Death was not new to him either. When he was seven years old, his father succumbed to cancer. As a result, Ouma had been forced to work and pay his way through high school and now college.
“Despite my challenging meeting with Mike, I am glad I never gave up on him and his fellow patients. I welcomed the opportunity to assist them while reinforcing my understanding of medicine,” said Ouma.
In the summer of 2006, he enriched his interest in medicine as a participant in cancer research at the University of Texas M.D. Anderson Cancer Center under the watchful eye of Dr. Kornblau.
“He always reminded me that a career as a physician should be a personal decision with real commitment. Under his guidance I was able to develop a Nonmyeloablative mice regimen model for allogenice bone marrow transplant leukemia treatment,” Ouma said.
Then in the summer of 2007, Ouma made a presentation at the annual Biomedical Research Conference for Minority Students. Also that summer, he was a Summer Research Internship Program fellow at the University of Virginia School of Medicine.
His most recent research experience was done at Yale University School of Medicine this past summer. He performed bioimage software analysis and quantification of MRI brain images and cell culture and immunohistochemistry analysis.
Ouma worked in the diagnostic radiology department, where he was mentored by Dr. Papademtris.
Academic and life experiences nurtured his intellectual capacity and developed his interpersonal skills. He understands time, commitment and training for medicine is demanding and challenging. But he sees it as opportunities to be surmounted.
Honors and Awards
Kevin Ouma is a hard worker and is a junior with a double major in biology and chemistry. He was recognized in Kenya for his efforts with Feed the Children and he received the Britain and Kenya High School Science Exchange Program Scholar award. At Rust, he has been recipient of the President’s Award and the Collegiate All American Scholar Award.
Ouma is a President’s List scholar and has been named to Who’s Who in American Colleges and Universities and Alpha Kappa Mu National Honor Society. He was the recipient of the 2007 Annual Biomedical Research Conference for Minority Students Travel Award.
Ouma’s no stranger to Rust College. In 2004 his two elder siblings graduated from Rust. His brother Mike Opata is working on a Ph.D. degree at the University of Kentucky. His sister Lillian Ouma is now pursuing nursing at the University of Memphis.

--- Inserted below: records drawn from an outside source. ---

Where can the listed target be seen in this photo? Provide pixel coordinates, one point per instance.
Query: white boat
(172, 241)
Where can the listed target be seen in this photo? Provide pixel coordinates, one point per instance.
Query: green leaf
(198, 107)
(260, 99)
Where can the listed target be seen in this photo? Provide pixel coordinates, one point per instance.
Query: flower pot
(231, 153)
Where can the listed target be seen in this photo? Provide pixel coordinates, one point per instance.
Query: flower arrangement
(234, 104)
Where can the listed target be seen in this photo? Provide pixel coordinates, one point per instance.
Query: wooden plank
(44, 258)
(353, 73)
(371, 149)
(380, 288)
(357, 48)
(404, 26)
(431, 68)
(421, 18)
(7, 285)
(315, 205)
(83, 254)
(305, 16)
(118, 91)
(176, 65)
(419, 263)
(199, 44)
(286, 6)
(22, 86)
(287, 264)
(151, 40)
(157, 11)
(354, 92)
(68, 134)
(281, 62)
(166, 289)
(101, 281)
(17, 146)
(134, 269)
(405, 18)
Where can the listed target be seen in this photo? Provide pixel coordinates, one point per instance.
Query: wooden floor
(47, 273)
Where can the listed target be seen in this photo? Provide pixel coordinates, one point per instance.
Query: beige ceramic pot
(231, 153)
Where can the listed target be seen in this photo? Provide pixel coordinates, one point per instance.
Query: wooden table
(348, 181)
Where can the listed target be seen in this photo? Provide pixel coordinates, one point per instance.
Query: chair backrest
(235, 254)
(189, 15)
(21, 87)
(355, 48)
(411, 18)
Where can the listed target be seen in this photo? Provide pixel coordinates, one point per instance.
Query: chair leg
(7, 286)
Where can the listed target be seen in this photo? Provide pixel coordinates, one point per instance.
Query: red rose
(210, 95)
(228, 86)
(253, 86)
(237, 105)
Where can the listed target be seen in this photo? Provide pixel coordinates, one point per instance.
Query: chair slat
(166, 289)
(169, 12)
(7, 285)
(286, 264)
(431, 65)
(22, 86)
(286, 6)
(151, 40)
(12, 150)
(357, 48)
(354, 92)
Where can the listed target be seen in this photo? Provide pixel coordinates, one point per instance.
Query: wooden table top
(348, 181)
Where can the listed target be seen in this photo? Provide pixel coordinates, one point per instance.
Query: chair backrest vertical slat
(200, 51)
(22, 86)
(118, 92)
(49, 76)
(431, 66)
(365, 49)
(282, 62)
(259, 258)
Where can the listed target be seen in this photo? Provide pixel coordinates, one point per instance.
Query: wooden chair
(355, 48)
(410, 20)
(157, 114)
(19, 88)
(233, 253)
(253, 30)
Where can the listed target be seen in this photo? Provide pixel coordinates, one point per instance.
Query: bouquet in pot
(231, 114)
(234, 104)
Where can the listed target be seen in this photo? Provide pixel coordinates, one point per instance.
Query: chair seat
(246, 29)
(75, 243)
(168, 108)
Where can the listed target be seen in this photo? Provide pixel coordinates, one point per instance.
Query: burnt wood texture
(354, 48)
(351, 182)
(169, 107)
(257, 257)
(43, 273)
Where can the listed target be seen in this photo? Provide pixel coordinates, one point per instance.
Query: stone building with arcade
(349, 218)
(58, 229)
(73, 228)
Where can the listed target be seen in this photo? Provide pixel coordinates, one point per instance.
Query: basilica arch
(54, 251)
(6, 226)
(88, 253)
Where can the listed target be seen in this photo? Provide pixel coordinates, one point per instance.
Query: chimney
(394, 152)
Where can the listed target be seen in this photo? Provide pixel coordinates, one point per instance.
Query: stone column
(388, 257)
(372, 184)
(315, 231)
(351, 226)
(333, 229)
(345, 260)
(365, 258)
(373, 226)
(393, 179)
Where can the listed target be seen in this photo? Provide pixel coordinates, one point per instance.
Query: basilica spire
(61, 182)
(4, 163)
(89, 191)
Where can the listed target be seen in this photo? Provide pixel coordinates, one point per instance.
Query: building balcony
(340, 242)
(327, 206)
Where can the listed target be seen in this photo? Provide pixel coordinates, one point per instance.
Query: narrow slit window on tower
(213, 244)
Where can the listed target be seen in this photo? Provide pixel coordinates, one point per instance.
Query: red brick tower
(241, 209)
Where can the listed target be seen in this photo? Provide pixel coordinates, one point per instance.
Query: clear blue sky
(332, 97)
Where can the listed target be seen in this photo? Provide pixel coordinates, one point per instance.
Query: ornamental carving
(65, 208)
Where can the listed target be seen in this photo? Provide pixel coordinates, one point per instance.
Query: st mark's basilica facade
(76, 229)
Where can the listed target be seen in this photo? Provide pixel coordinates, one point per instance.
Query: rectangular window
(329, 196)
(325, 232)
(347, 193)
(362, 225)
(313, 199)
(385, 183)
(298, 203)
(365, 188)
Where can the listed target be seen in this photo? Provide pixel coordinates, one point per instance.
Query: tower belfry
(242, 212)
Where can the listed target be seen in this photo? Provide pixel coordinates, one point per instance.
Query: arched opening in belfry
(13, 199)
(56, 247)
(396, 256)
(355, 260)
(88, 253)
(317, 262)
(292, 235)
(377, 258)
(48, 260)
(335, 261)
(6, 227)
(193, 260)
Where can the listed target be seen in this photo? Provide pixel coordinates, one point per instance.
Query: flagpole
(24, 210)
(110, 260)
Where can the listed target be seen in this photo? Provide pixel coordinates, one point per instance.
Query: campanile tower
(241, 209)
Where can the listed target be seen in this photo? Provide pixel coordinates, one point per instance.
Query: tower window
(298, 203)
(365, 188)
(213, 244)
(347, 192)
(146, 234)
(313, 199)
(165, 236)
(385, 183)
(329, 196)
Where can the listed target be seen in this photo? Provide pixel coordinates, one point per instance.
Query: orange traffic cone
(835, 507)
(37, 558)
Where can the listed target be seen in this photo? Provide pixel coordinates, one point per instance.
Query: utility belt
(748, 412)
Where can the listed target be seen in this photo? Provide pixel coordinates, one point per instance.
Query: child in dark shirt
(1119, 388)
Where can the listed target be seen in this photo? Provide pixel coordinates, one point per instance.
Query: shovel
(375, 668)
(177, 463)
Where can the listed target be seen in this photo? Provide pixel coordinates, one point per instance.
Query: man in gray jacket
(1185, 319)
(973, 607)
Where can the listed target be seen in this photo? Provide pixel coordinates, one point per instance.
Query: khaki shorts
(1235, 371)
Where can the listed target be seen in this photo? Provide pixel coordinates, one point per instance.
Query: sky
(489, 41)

“Besides having my siblings here, I chose Rust College because of its great reputation for producing great minds that are making tremendous contributions not just in America but across the world,” said Ouma.
“Rust’s small but diverse student and faculty population is invaluably enriching and fascinating. One experiences and learns a lot about other cultures at Rust. Lastly, I decided to come here because of Rust’s affiliation with Meharry Medical College, an important facet for me as an aspiring physician.”
Since his arrival at Rust, Ouma has excelled and accomplished more than he’d anticipated. He is now preparing for the MCAT medical school admission.
“It is beneficial to give back to the community that nurtures you; as such I engage in biology and chemistry tutoring,” he said.
He is a peer advisor mentoring fellow students and he has established a free MCAT Preparation session for committed students.
The sessions are held every Tuesday and Thursday from 4-6 p.m.
During his free time he plays Scrabble and engages in Big Brother/Big Sister mentoring programs in Memphis where he resides.